While Europe as a whole is on track with electrification, WindEurope points to varying effectiveness of auctions across member states whilst permitting is generally considered bad.

Permits are too slow

Permit issues remain a thorn in the side of the wind industry with complicated authorisation procedures and a lack of qualified civil servants to oversee them. The COVID-19 crisis has worsened this, syphoning civil servants to deal with the pandemic.

Under the new renewable energy directive, member states should only take a maximum of two years to permit or deny new turbines and a year for repowering projects, where turbines are replaced by newer, more efficient models.

Many member states are improving, with France and Germany working on new plans to speed permits. Germany has already improved applications with the government putting more resources into reviewing applications.

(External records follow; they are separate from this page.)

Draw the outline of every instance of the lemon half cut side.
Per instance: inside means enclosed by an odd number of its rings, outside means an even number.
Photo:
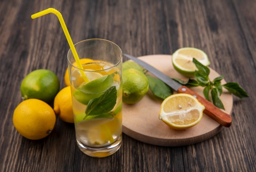
[[[172,129],[186,129],[201,121],[204,109],[192,95],[185,93],[173,94],[162,103],[159,119]]]

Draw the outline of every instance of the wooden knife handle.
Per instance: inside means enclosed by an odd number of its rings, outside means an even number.
[[[185,86],[182,86],[178,89],[177,92],[180,93],[186,93],[195,96],[205,107],[204,113],[225,127],[229,127],[231,125],[232,119],[229,114],[215,106],[211,103],[191,89]]]

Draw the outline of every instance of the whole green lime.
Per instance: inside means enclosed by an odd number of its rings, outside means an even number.
[[[36,98],[47,103],[53,101],[59,91],[60,82],[52,71],[40,69],[31,71],[22,81],[20,92],[22,98]]]
[[[123,101],[127,104],[134,104],[140,101],[148,90],[148,78],[136,69],[130,68],[123,71]]]
[[[142,67],[133,61],[126,61],[123,63],[123,71],[130,68],[136,69],[142,72],[144,71]]]

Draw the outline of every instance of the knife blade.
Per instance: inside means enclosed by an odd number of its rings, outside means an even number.
[[[180,84],[167,75],[141,60],[127,54],[123,54],[123,55],[139,65],[177,92],[186,93],[195,97],[205,107],[204,113],[220,125],[226,127],[229,127],[231,125],[232,118],[229,114],[215,106],[210,101],[205,99],[192,89]]]

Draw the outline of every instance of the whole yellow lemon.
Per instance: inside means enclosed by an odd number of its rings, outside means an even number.
[[[50,105],[40,100],[31,98],[22,102],[15,108],[13,122],[15,128],[24,137],[39,140],[53,130],[56,116]]]
[[[54,110],[58,116],[65,122],[74,123],[70,86],[62,89],[56,95]]]

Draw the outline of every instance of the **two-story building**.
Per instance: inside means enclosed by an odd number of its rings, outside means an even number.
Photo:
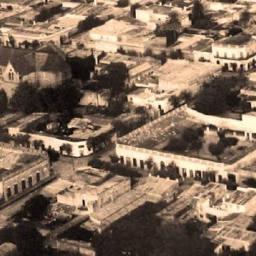
[[[71,77],[65,56],[51,44],[36,50],[0,47],[0,88],[9,98],[21,83],[49,87]]]
[[[0,145],[0,197],[4,202],[32,189],[50,177],[46,153]]]
[[[249,70],[255,67],[256,40],[251,35],[239,33],[212,43],[212,62],[226,70]]]
[[[136,9],[136,19],[148,24],[148,27],[155,29],[156,25],[164,24],[170,20],[172,12],[176,12],[178,15],[182,26],[189,26],[191,21],[189,19],[189,12],[184,9],[170,5],[153,4],[142,6]]]

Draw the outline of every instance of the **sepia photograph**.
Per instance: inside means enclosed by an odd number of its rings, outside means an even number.
[[[256,256],[256,0],[0,0],[0,256]]]

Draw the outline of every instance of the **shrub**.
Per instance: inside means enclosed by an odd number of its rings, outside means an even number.
[[[88,162],[88,166],[93,167],[93,168],[97,168],[97,169],[102,169],[103,167],[103,161],[102,161],[100,159],[94,157]]]
[[[172,137],[166,149],[171,151],[183,151],[187,148],[187,142],[183,138],[177,137]]]
[[[218,143],[211,143],[209,145],[208,149],[211,152],[211,154],[212,155],[215,155],[218,160],[219,155],[224,153],[224,148],[225,147],[224,147],[224,143],[221,142],[218,142]]]
[[[224,130],[220,130],[217,131],[217,134],[219,137],[219,140],[222,140],[225,137],[226,131]]]
[[[126,7],[129,5],[129,0],[119,0],[117,3],[118,7]]]
[[[236,146],[238,143],[238,138],[235,137],[224,137],[221,140],[225,148]]]

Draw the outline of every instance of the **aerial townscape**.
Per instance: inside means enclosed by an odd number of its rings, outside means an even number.
[[[0,256],[256,255],[256,0],[0,0]]]

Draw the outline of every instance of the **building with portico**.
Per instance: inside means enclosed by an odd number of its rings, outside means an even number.
[[[8,201],[50,178],[48,154],[27,148],[0,145],[0,196]]]
[[[255,67],[256,40],[249,34],[234,37],[212,44],[212,62],[230,71],[249,70]]]
[[[38,131],[38,124],[46,125],[46,129]],[[47,125],[49,124],[50,125]],[[96,117],[73,119],[67,125],[72,131],[68,136],[55,133],[53,126],[48,113],[33,113],[9,124],[7,128],[11,136],[28,134],[32,144],[35,141],[41,142],[43,149],[52,148],[73,157],[93,154],[94,149],[99,149],[113,140],[115,135],[109,119]]]

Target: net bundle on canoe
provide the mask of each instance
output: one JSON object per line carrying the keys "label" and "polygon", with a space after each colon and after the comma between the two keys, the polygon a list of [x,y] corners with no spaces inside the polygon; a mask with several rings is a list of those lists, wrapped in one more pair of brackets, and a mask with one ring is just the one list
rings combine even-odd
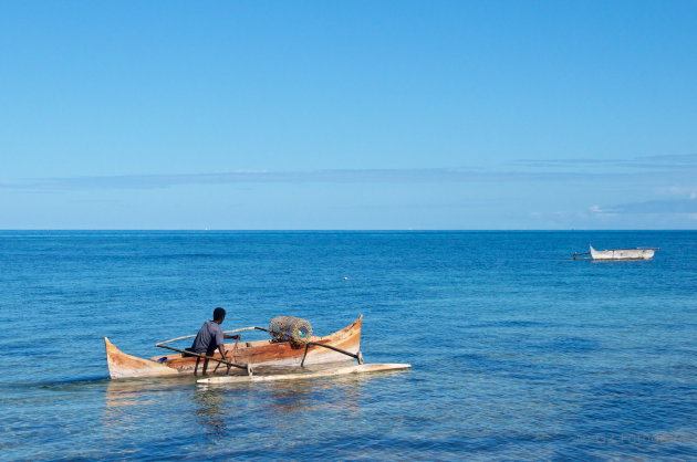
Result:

Public opinion has also been a stumbling block for the industry with groups like Cereme in France taking adverts out in national newspapers, and saying wind energy is not renewable.

“Maybe they have a different approach to definitions and language to the rest of us, but the facts do not support their assertions,” said Dickson, when asked for his response to this claim.

In some countries, the opposition to wind farms has become better organised and funded with groups paying lawyers to tackle applications.

“Here the complexity of the permitting rules comes into play because when you’re paying for the very best lawyers, it’s not too difficult for them to find, let’s say, one of a hundred boxes you had to tick in your permit application, which you didn’t tick properly,” Dickson said.

In general, though, he thinks public opinion is behind wind farms, citing opinion polls showing over “70% of people in Europe support the further expansion of onshore wind”.

Community engagement is key

By the end of the year, WindEurope plans to introduce an industry standard for dealing with communities, who Dickson says benefit from local taxes and initiatives funded by wind farms.

“That is bringing jobs and investment to rural communities, that might be missing out on the investments that are happening in the larger metropolitan areas,” said Dickson, pointing to old ship building centres in Northern Poland, like Gdansk and Gdynia, where 10,000 jobs have been created producing equipment for wind turbines.

He pointed to the revenue wind farms bring, saying: “There are many local governments that get 10% of their revenue, so 10% of their total budget. Annual expenditure is covered by what they receive from the local wind farm.”

The report says the contribution of wind power to the EU’s GDP is €37 billion per annum, matching countries like Croatia and Slovenia.

Other issues include EU curbs on supplies from China, which “undermines” the wind industry, and the COVID-19 crisis delaying some installation as building wind farms is not yet considered an essential service.

Despite this, the wind industry has been fairly “resilient” to COVID, according to the report. Wind farms continued to operate through the pandemic, providing 17% of Europe’s electricity consumption in the first six months of 2020.

The 248 factories across Europe which make the components and assemble wind turbines are now operating again and new investments, totalling €40 billion this year, have been announced.